Electron Beam Powder Bed Fusion Additive Manufacturing (EB-PBF AM) has gained significant industrial recognition due to its advantages in geometric design flexibility, functional integration, and integrated forming. However, EB-PBF fabricated parts are subject to internal gas pores and lack-of-fusion defects accompanied by the formation of metastable α′ martensite in microstructure. To address these challenges, this study employs hot isostatic pressing (HIP) post-processing for microstructure modification and defect elimination, systematically investigating the influence of HIP temperature (880 °C, 920 °C, 960 °C) on microstructure evolution and tensile properties of Ti–6Al–4V alloy. Experimental results demonstrate that the α phase undergoes significant coarsening with increasing HIP temperature, accompanied by the formation of spheroidized α phase particles.

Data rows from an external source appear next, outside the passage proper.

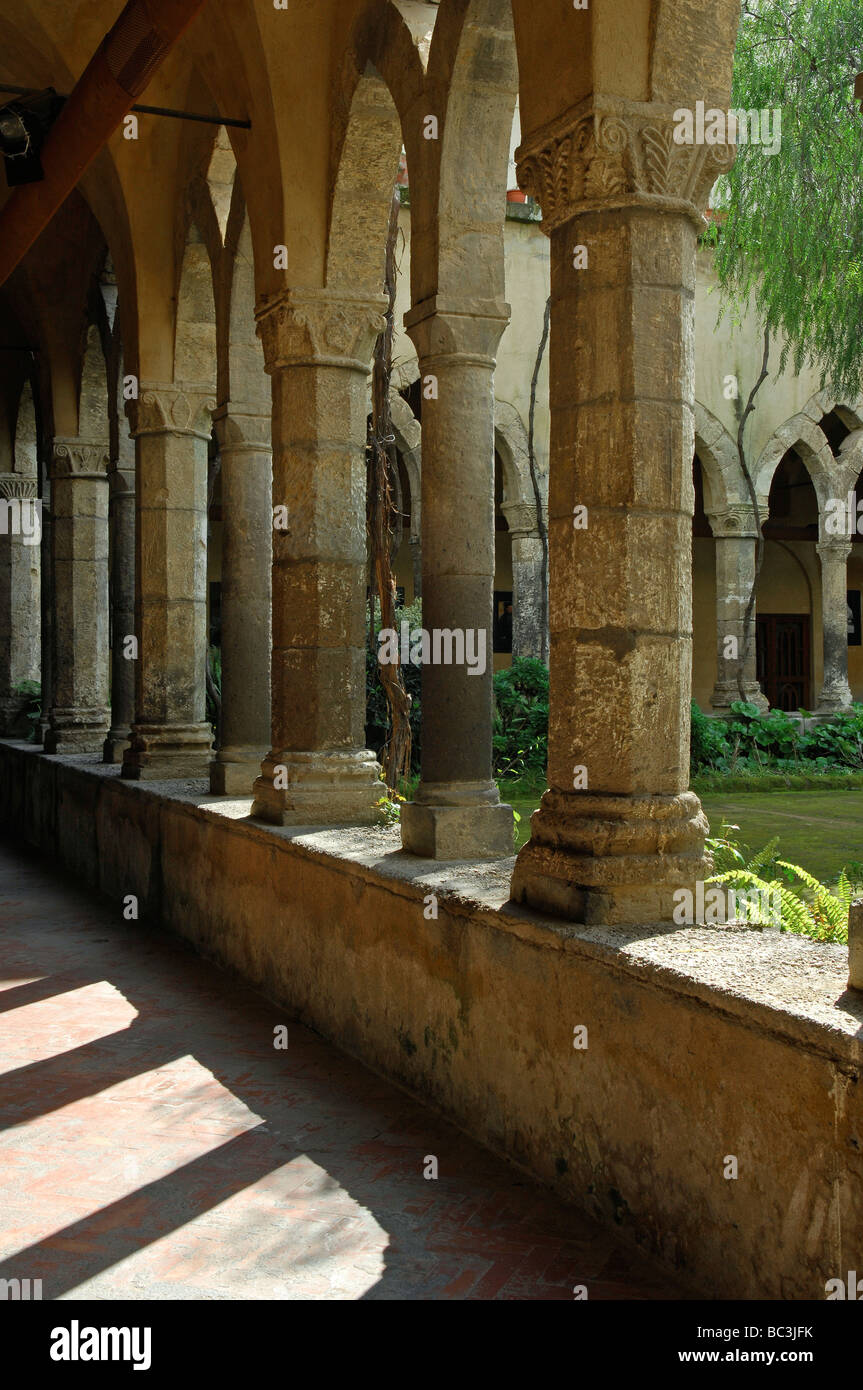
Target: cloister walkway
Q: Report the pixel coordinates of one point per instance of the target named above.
(154, 1144)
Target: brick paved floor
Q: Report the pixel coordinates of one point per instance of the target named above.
(153, 1144)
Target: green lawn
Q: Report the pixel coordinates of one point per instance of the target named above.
(819, 830)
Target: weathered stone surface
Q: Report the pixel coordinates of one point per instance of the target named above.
(835, 691)
(170, 736)
(701, 1041)
(457, 348)
(734, 540)
(78, 719)
(246, 608)
(121, 483)
(855, 945)
(20, 613)
(317, 348)
(453, 833)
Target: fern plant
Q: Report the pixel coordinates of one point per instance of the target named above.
(808, 906)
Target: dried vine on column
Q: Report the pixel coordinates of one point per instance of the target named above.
(541, 526)
(381, 517)
(759, 546)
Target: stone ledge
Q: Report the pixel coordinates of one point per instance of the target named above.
(702, 1043)
(778, 982)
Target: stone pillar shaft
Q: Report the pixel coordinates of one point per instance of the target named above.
(170, 736)
(246, 474)
(47, 613)
(456, 812)
(122, 610)
(317, 349)
(20, 610)
(835, 691)
(528, 619)
(617, 831)
(734, 578)
(78, 719)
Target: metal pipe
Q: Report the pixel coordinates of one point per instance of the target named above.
(118, 71)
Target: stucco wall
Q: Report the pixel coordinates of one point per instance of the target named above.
(701, 1043)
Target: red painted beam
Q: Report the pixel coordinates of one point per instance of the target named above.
(116, 75)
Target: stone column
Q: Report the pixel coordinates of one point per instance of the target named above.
(457, 812)
(170, 737)
(734, 534)
(835, 691)
(78, 719)
(246, 471)
(317, 349)
(121, 530)
(20, 612)
(527, 580)
(46, 679)
(617, 831)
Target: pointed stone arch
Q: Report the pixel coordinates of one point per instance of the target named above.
(25, 448)
(809, 441)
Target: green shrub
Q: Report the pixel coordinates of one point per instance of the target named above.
(753, 742)
(377, 709)
(520, 736)
(31, 705)
(808, 906)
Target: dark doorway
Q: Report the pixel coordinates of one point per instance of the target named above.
(783, 659)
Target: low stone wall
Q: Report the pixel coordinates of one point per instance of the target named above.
(702, 1044)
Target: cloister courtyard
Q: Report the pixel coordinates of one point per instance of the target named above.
(416, 597)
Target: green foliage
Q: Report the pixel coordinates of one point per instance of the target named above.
(755, 742)
(792, 236)
(31, 708)
(808, 906)
(377, 709)
(520, 736)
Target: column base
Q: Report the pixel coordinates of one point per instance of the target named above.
(77, 730)
(457, 831)
(726, 694)
(612, 859)
(166, 752)
(318, 788)
(834, 698)
(234, 772)
(116, 744)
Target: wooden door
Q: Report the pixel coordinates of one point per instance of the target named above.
(783, 659)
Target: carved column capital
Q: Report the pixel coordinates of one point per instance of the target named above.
(79, 459)
(735, 521)
(171, 409)
(835, 548)
(15, 485)
(320, 328)
(467, 332)
(243, 430)
(607, 153)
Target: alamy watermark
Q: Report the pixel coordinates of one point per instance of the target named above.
(21, 516)
(716, 906)
(712, 125)
(441, 647)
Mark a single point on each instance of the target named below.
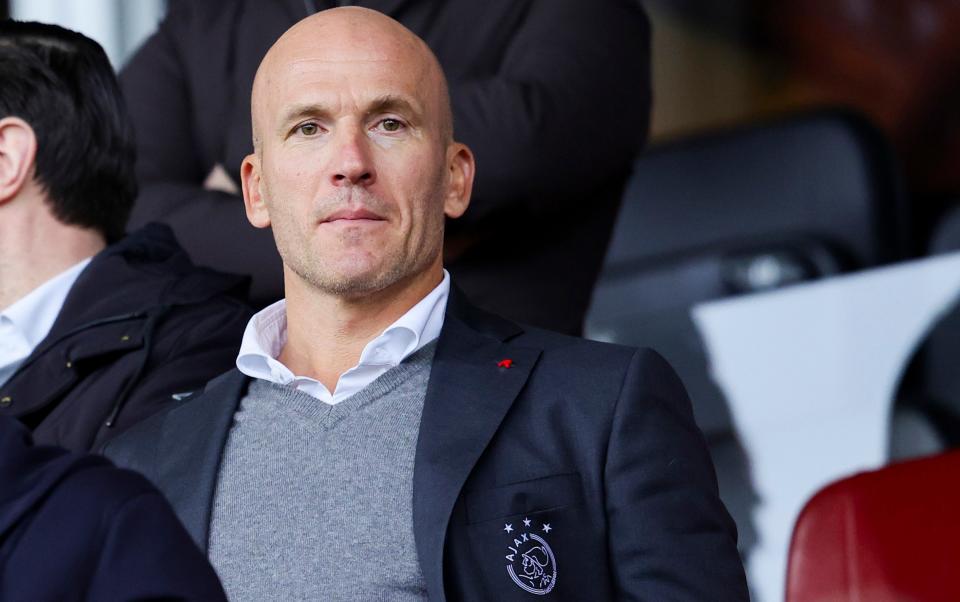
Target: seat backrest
(826, 175)
(740, 211)
(887, 535)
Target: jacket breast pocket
(525, 497)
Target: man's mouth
(357, 215)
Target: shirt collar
(34, 314)
(266, 334)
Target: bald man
(383, 439)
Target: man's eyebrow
(297, 112)
(392, 103)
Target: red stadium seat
(888, 535)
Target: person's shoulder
(591, 352)
(137, 446)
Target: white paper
(810, 373)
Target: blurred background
(786, 239)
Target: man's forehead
(333, 82)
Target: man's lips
(351, 215)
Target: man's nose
(353, 163)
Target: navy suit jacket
(545, 464)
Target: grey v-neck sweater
(314, 501)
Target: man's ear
(18, 153)
(461, 168)
(253, 201)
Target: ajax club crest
(531, 564)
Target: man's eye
(391, 125)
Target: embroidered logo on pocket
(532, 564)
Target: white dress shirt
(266, 334)
(27, 322)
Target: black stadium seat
(744, 210)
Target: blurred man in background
(97, 330)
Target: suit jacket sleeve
(146, 554)
(568, 110)
(192, 348)
(670, 536)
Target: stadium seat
(886, 536)
(744, 210)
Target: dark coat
(139, 325)
(553, 96)
(73, 527)
(594, 444)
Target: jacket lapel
(466, 400)
(194, 436)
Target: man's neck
(35, 247)
(326, 334)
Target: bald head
(344, 36)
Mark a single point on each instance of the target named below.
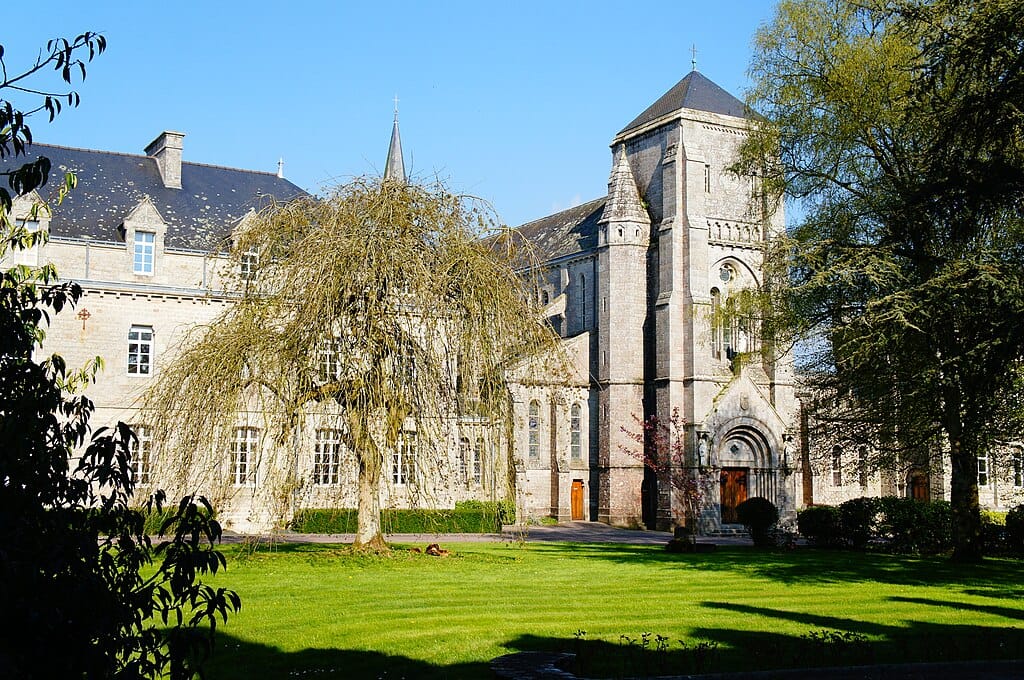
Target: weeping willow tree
(382, 311)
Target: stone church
(639, 285)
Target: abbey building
(638, 284)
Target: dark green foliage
(857, 518)
(467, 517)
(1015, 527)
(759, 515)
(83, 591)
(819, 524)
(914, 526)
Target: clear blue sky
(512, 101)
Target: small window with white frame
(403, 460)
(140, 455)
(143, 253)
(249, 264)
(327, 458)
(245, 448)
(140, 350)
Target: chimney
(166, 150)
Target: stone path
(566, 532)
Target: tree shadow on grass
(806, 565)
(241, 660)
(827, 642)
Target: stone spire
(624, 203)
(395, 168)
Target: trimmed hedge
(466, 517)
(820, 525)
(760, 516)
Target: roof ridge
(555, 214)
(143, 156)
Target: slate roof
(199, 215)
(693, 91)
(565, 232)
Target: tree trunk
(968, 546)
(369, 530)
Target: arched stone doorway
(747, 468)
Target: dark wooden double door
(732, 492)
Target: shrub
(857, 518)
(759, 515)
(819, 524)
(1015, 527)
(915, 526)
(466, 517)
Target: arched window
(535, 430)
(862, 466)
(583, 301)
(478, 463)
(576, 443)
(716, 324)
(464, 459)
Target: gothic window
(478, 463)
(140, 350)
(464, 460)
(862, 466)
(576, 444)
(403, 460)
(583, 301)
(140, 455)
(244, 449)
(142, 254)
(327, 458)
(534, 428)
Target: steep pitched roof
(200, 215)
(696, 92)
(565, 232)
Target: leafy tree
(379, 311)
(74, 556)
(898, 125)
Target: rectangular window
(403, 460)
(245, 448)
(144, 248)
(329, 360)
(140, 452)
(249, 264)
(576, 450)
(862, 466)
(140, 350)
(327, 458)
(28, 256)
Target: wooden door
(577, 499)
(733, 492)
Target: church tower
(623, 238)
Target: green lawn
(318, 611)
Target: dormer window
(142, 256)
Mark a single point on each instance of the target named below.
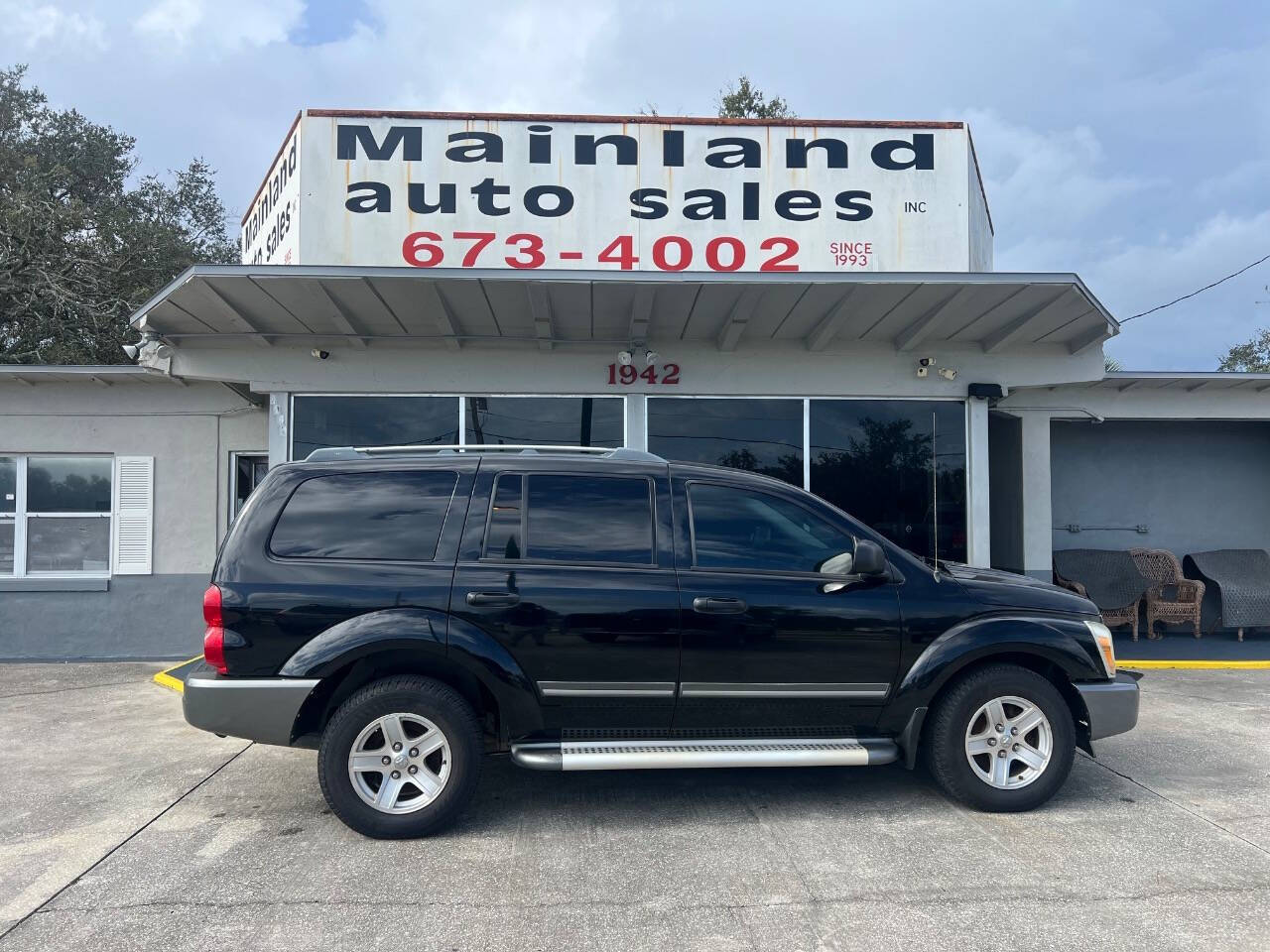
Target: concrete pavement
(169, 837)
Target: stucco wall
(1005, 474)
(190, 431)
(1196, 485)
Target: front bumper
(1111, 705)
(255, 708)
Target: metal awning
(102, 375)
(227, 304)
(1179, 381)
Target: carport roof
(227, 304)
(1176, 381)
(102, 375)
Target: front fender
(1065, 643)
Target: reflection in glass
(734, 529)
(7, 531)
(68, 484)
(584, 421)
(62, 544)
(8, 484)
(371, 421)
(760, 435)
(504, 520)
(589, 520)
(386, 516)
(887, 462)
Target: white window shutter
(134, 515)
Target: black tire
(945, 748)
(422, 697)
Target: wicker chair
(1173, 598)
(1128, 615)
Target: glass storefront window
(371, 421)
(67, 544)
(761, 435)
(584, 421)
(896, 465)
(67, 484)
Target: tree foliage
(1251, 357)
(743, 100)
(82, 240)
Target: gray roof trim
(267, 302)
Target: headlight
(1102, 638)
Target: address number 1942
(666, 375)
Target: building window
(55, 515)
(318, 421)
(761, 435)
(350, 420)
(246, 471)
(584, 421)
(896, 465)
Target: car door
(778, 633)
(572, 570)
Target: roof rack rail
(335, 453)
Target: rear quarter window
(371, 516)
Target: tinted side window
(589, 520)
(572, 520)
(737, 529)
(506, 536)
(384, 516)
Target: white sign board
(529, 193)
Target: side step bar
(665, 754)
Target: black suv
(405, 610)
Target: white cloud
(222, 26)
(49, 24)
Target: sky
(1125, 141)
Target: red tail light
(213, 639)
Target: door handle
(717, 606)
(492, 598)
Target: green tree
(1251, 357)
(84, 241)
(743, 100)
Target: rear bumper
(254, 708)
(1112, 706)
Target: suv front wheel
(1001, 740)
(400, 758)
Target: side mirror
(870, 560)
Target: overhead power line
(1161, 307)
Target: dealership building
(815, 301)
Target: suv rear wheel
(400, 758)
(1001, 740)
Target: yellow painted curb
(166, 680)
(1197, 665)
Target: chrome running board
(666, 754)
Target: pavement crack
(77, 687)
(122, 843)
(1180, 806)
(913, 898)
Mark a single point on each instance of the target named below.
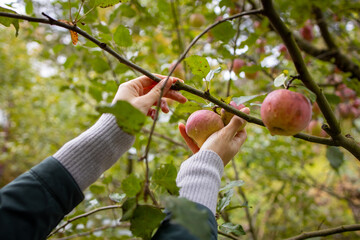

Variant selection analysis reveals a monotonic decrease in variant selection intensity with ascending HIP temperatures. After HIP treatment at 920 °C, the samples achieve optimal strength-ductility balance (ultimate tensile strength: 852 MPa, elongation: 18.2 %), primarily attributed to their moderate α phase dimensions and β phase content. Interestingly, despite α phase coarsening after 960 °C HIP compared to 920 °C HIP, the strength exhibits a paradoxical increase, which is attributed to a higher proportion of hard oriented α and the coarsening interface phase for the strengthening of interfacial barriers.